A relação da morte de Agostinho Neto com a «mão de Moscovo» pode ter acabado infelizmente abonada, mais tarde, com o assassinato de Samora Machel, de Moçambique, tempos depois de ter declarado publicamente que «o socialismo não se constrói apenas com a ajuda do bloco socialista», aludindo à necessidade de uma aproximação com o ocidente. Quer dizer que as suspeitas dos angolanos mais lúcidos levam a apontar os dirigentes do velho regime soviético como responsáveis pela eliminação física de Agostinho Neto, quando ele tentou mudar o rumo dos acontecimentos que estabeleceram a guerra civil que perdurou por mais de duas décadas no nosso país. E tudo isso significa, também, que as coisas, toda a história de tragédia do povo angolano, teriam sido diferentes, se Neto não tivesse sido tão prematura e inesperadamente roubado da liderança do Estado e do processo político angolano.

O que se seguiu à efémera liderança de Agostinho Neto à frente dos destinos do Estado angolano foram anos da afirmação política do Presidente José Eduardo dos Santos, que não tinha nem a autoridade militante, nem o carisma, para convencer os sectores mais radicais do partido, nas costas de quem Neto ensaiava a aproximação à Unita, da necessidade da ruptura com o leste e de um entendimento com a guerrilha «savimbista». No seu processo de afirmação, José Eduardo dos Santos teria sido mesmo compelido a reprimir atitudes «netistas» exacerbadas, como as de Paiva Domingos da Silva, que teria iniciado a travessia pelo deserto em que se encontrava na altura da sua morte, depois da declaração proferida diante do novo Presidente da República, advertindo que ninguém deveria «tirar um só vírgula, naquilo que disse o mulaúla, camarada presidente doutor António Agostinho Neto».

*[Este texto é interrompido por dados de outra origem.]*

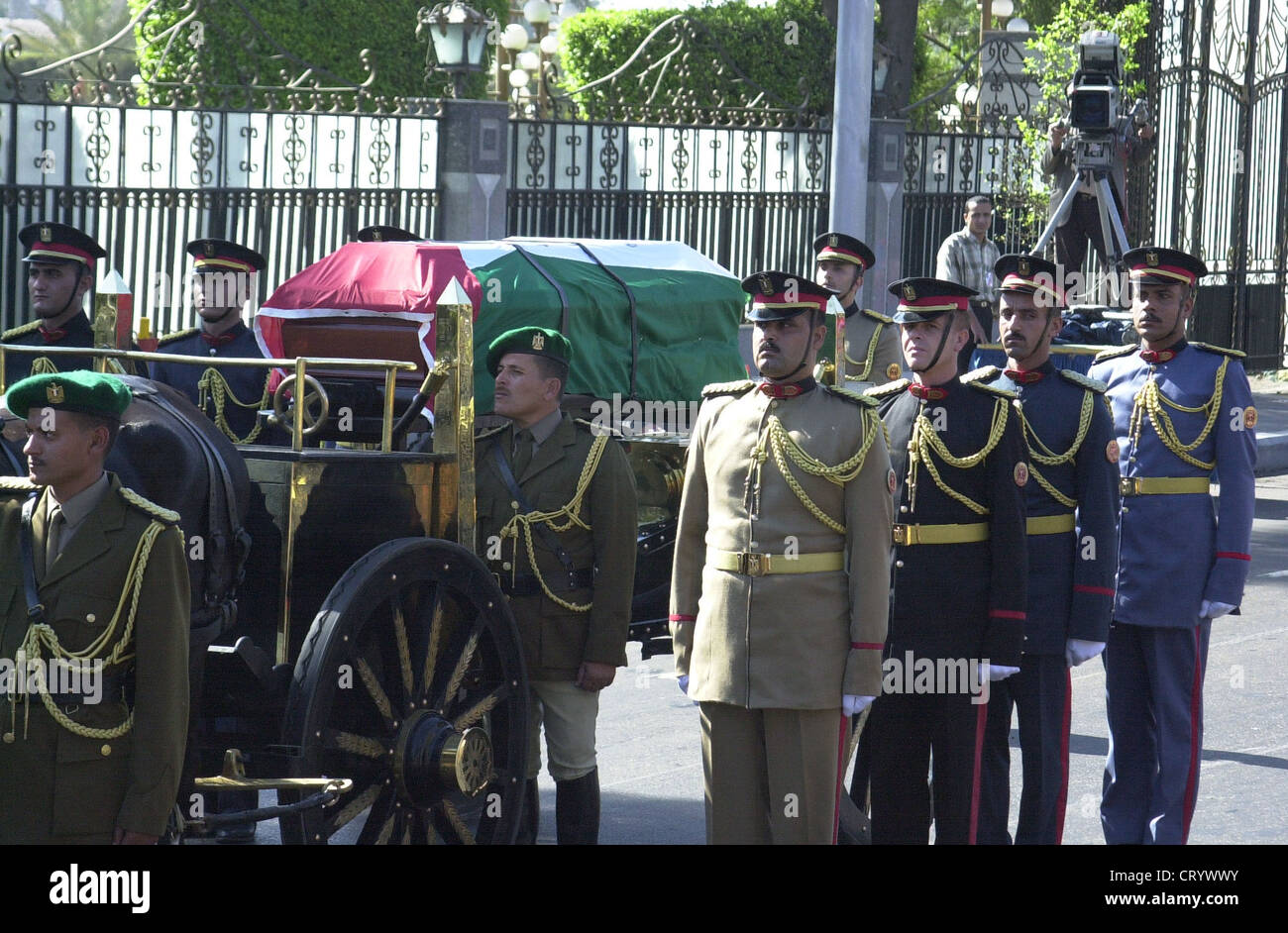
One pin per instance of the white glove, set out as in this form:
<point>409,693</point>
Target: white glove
<point>995,672</point>
<point>1215,610</point>
<point>853,704</point>
<point>1080,650</point>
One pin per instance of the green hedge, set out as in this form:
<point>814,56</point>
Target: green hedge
<point>756,39</point>
<point>321,34</point>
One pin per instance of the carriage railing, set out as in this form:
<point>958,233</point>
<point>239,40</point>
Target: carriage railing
<point>296,365</point>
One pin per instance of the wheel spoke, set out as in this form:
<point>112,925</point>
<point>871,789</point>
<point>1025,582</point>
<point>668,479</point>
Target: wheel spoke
<point>475,713</point>
<point>403,652</point>
<point>463,665</point>
<point>432,837</point>
<point>375,690</point>
<point>380,821</point>
<point>459,826</point>
<point>355,744</point>
<point>386,830</point>
<point>356,806</point>
<point>436,635</point>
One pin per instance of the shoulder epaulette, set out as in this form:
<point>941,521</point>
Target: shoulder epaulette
<point>726,389</point>
<point>18,331</point>
<point>1228,352</point>
<point>1085,381</point>
<point>992,390</point>
<point>597,429</point>
<point>149,506</point>
<point>888,389</point>
<point>1113,353</point>
<point>851,396</point>
<point>984,372</point>
<point>176,335</point>
<point>488,431</point>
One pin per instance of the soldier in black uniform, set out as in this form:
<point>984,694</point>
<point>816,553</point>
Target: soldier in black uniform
<point>960,566</point>
<point>1073,554</point>
<point>224,279</point>
<point>59,273</point>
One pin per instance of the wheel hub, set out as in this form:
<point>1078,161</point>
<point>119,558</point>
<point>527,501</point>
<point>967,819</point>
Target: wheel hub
<point>432,760</point>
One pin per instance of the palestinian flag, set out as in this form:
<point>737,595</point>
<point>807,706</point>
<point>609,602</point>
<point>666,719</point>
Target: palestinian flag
<point>648,319</point>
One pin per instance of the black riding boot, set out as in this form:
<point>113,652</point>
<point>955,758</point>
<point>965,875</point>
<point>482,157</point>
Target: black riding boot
<point>529,820</point>
<point>578,809</point>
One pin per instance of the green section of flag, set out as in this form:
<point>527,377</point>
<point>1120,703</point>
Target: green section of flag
<point>686,330</point>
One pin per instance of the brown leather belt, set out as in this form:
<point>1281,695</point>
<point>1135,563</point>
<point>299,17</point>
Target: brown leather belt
<point>752,564</point>
<point>1162,485</point>
<point>940,534</point>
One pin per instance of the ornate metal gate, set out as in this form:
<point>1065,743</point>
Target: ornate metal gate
<point>741,180</point>
<point>1222,72</point>
<point>291,168</point>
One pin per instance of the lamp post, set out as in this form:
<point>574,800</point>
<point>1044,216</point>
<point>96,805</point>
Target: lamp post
<point>458,38</point>
<point>524,59</point>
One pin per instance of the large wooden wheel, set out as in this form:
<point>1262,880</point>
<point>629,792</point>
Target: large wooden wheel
<point>411,683</point>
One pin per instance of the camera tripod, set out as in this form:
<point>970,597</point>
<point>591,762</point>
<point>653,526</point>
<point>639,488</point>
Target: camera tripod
<point>1113,235</point>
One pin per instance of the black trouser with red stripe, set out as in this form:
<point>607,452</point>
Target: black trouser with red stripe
<point>1041,695</point>
<point>905,730</point>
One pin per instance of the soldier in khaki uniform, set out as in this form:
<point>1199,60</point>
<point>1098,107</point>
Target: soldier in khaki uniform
<point>872,351</point>
<point>98,762</point>
<point>549,486</point>
<point>780,591</point>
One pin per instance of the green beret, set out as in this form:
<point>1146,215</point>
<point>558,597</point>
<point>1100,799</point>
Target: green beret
<point>78,390</point>
<point>540,341</point>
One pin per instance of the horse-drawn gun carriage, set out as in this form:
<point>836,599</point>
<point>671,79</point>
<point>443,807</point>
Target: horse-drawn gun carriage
<point>346,639</point>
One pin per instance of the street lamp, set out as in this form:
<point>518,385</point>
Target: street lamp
<point>458,38</point>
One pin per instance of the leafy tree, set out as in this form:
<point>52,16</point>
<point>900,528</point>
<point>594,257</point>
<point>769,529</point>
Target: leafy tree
<point>81,26</point>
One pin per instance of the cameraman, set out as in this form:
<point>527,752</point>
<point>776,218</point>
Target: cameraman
<point>1083,219</point>
<point>967,258</point>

No congresso de 1985, o afastamento da cúpula do partido de incondicionais de Agostinho Neto como Mendes de Carvalho e Lourenço José Ferreira «Diandengue», ou mais tarde, o «desterro» de Roberto de Almeida no Lubango, ou, ainda, de Bernardo de Sousa na China, tal como o confinamento de Lúcio Lara depois de arredado da direcção (para apenas citar alguns exemplos), podem ser considerados ataques directos contra o «netismo», no quadro da assumpção plena do poder e da afirmação da liderança de José Eduardo dos Santos.

Isso explica que para afirmar a sua liderança, José Eduardo dos Santos não poderia fazê-lo sob a sombra do «netismo» e isso pode explicar, também, porquê que foram tão displicentes as tentativas para esclarecer com os soviéticos primeiro, e agora com os russos, a morte do primeiro presidente angolano.

Levantar o fantasma de Neto denunciava, no passado, que a beligerância do Estado não era um dos desígnios que Neto aceitasse para o desenvolvimento do processo político angolano. Já mais recentemente, a figura de Neto passou a ser temido por poder desviar a política dos objectivos da nova liderança, por conduzir a comparações que a subalternizam sob o ponto de vista do carisma e da intelectualidade, por destapar os actuais défices de popularidade dos líderes do nosso processo político e por desqualificar os novos métodos de governação.

Pelo que, tudo o que se diz sobre Agostinho Neto nas jornadas anuais que celebram o Dia do Herói Nacional, quando se lhe chama «guia imortal» ou «líder incontestável» e se promete «seguir os seus ensinamentos» ou «preservar a sua memória», não passará de mero cinismo, até que se decida abordar a sua morte na mesma amplitude da sua dimensão política, que não foi atingida por nenhum outro líder político angolano até aos dias de hoje.